La région Souss-Massa apparaît ainsi comme un territoire durablement attractif, ayant progressivement consolidé sa position dans les circuits migratoires nationaux. La comparaison entre les flux sur cinq ans et sur dix ans permet de distinguer une attractivité conjoncturelle récente d’une attractivité structurelle inscrite dans le temps.
Parallèlement, le volume des sortants, qu’il soit observé sur cinq ou dix ans, demeure inférieur à celui des entrées, ce qui consolide le solde migratoire positif. Les départs s’inscrivent principalement dans des logiques de mobilité ascendante, notamment pour poursuivre des études supérieures ou accéder à des emplois plus qualifiés dans les grands pôles urbains du pays. Toutefois, leur intensité reste relativement contenue, traduisant une certaine capacité de la région à retenir sa population.
Des disparités territoriales dans la distribution des flux migratoires
De surcroît, l’analyse infrarégionale met en évidence des disparités territoriales importantes dans la distribution des flux migratoires, qu’ils soient récents ou plus anciens. Les zones urbaines et périurbaines concentrent l’essentiel des arrivées et affichent des soldes migratoires excédentaires, tandis que plusieurs espaces ruraux continuent d’enregistrer des flux sortants significatifs.

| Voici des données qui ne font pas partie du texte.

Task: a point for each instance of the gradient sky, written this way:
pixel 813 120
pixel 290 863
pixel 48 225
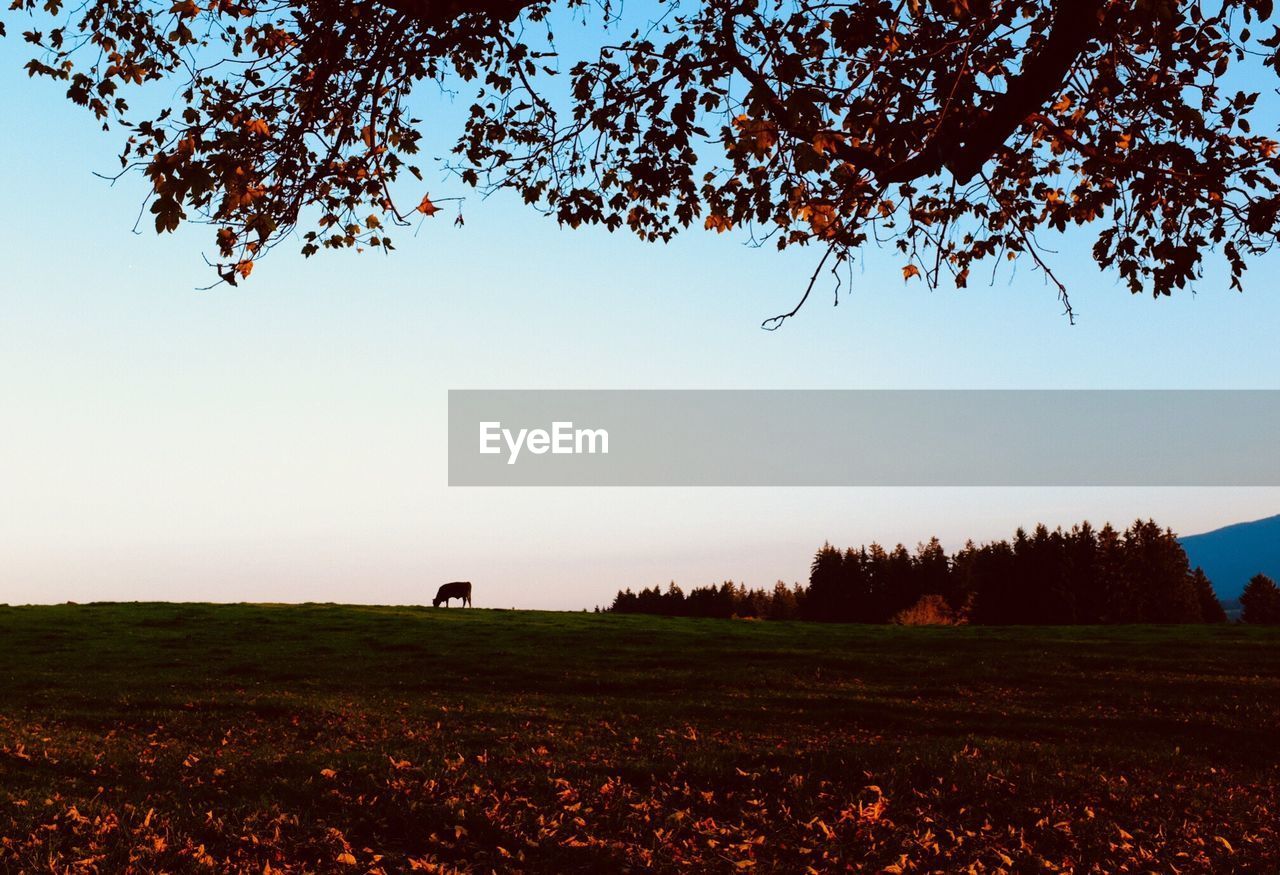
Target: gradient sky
pixel 286 440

Ces écarts traduisent des déséquilibres persistants en matière d’accès aux opportunités économiques et aux services de base. Un autre enseignement majeur réside dans l’importance des mobilités intrarégionales, observées aussi bien sur la période récente que sur une décennie. Une part notable des migrations internes s’effectue à l’intérieur même de la région, traduisant des dynamiques de redistribution spatiale de la population.

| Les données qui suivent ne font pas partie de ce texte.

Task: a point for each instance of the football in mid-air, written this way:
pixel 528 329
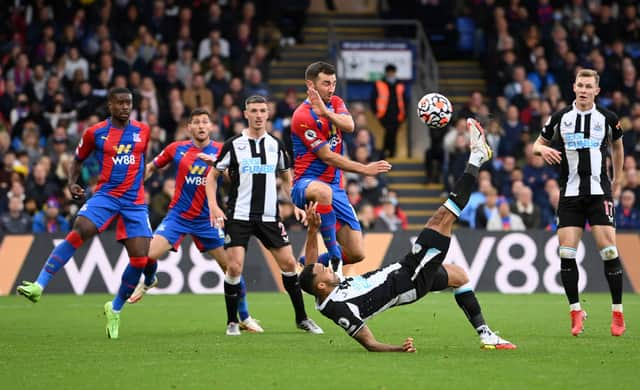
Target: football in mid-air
pixel 435 110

Ces déplacements répondent à des besoins d’amélioration des conditions de vie, d’accès à l’emploi, à l’éducation ou aux services. En complément de la migration interne, les données du RGPH 2024 mettent également en lumière le rôle de la migration internationale dans la dynamique démographique régionale. L’effectif des migrants internationaux, composé d’immigrants étrangers et de migrants de retour (Marocains ayant résidé à l’étranger), constitue un apport non négligeable à la population.

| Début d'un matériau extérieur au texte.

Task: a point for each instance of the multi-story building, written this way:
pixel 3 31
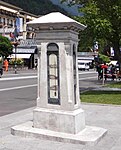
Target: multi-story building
pixel 11 18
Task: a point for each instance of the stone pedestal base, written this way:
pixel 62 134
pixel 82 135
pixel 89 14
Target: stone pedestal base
pixel 59 121
pixel 90 135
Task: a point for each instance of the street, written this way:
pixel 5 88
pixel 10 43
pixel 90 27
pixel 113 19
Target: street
pixel 19 91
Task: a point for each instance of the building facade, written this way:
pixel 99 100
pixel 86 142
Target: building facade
pixel 13 23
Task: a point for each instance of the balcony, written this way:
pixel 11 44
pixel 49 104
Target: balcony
pixel 6 30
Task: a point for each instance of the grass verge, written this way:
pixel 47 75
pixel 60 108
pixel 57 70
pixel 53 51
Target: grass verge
pixel 103 97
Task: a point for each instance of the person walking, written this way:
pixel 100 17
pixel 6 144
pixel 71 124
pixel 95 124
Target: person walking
pixel 6 65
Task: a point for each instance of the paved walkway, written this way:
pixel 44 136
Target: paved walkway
pixel 105 116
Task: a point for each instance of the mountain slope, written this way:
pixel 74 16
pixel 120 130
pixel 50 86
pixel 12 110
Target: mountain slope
pixel 37 7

Cette composante reflète à la fois l’attractivité économique de la région et les dynamiques de retour. Par ailleurs, la présence de migrants de retour contribue à enrichir le tissu socio-économique régional, notamment à travers les compétences et les ressources mobilisées. Bien que quantitativement moins importante que la migration interne, la migration internationale joue un rôle qualitatif dans le développement régional. L’ensemble de ces dynamiques – internes, récentes et anciennes, ainsi qu’internationales – confirme le positionnement de Souss-Massa comme un espace de convergence migratoire, tout en mettant en lumière les enjeux de gestion territoriale et d’inclusion.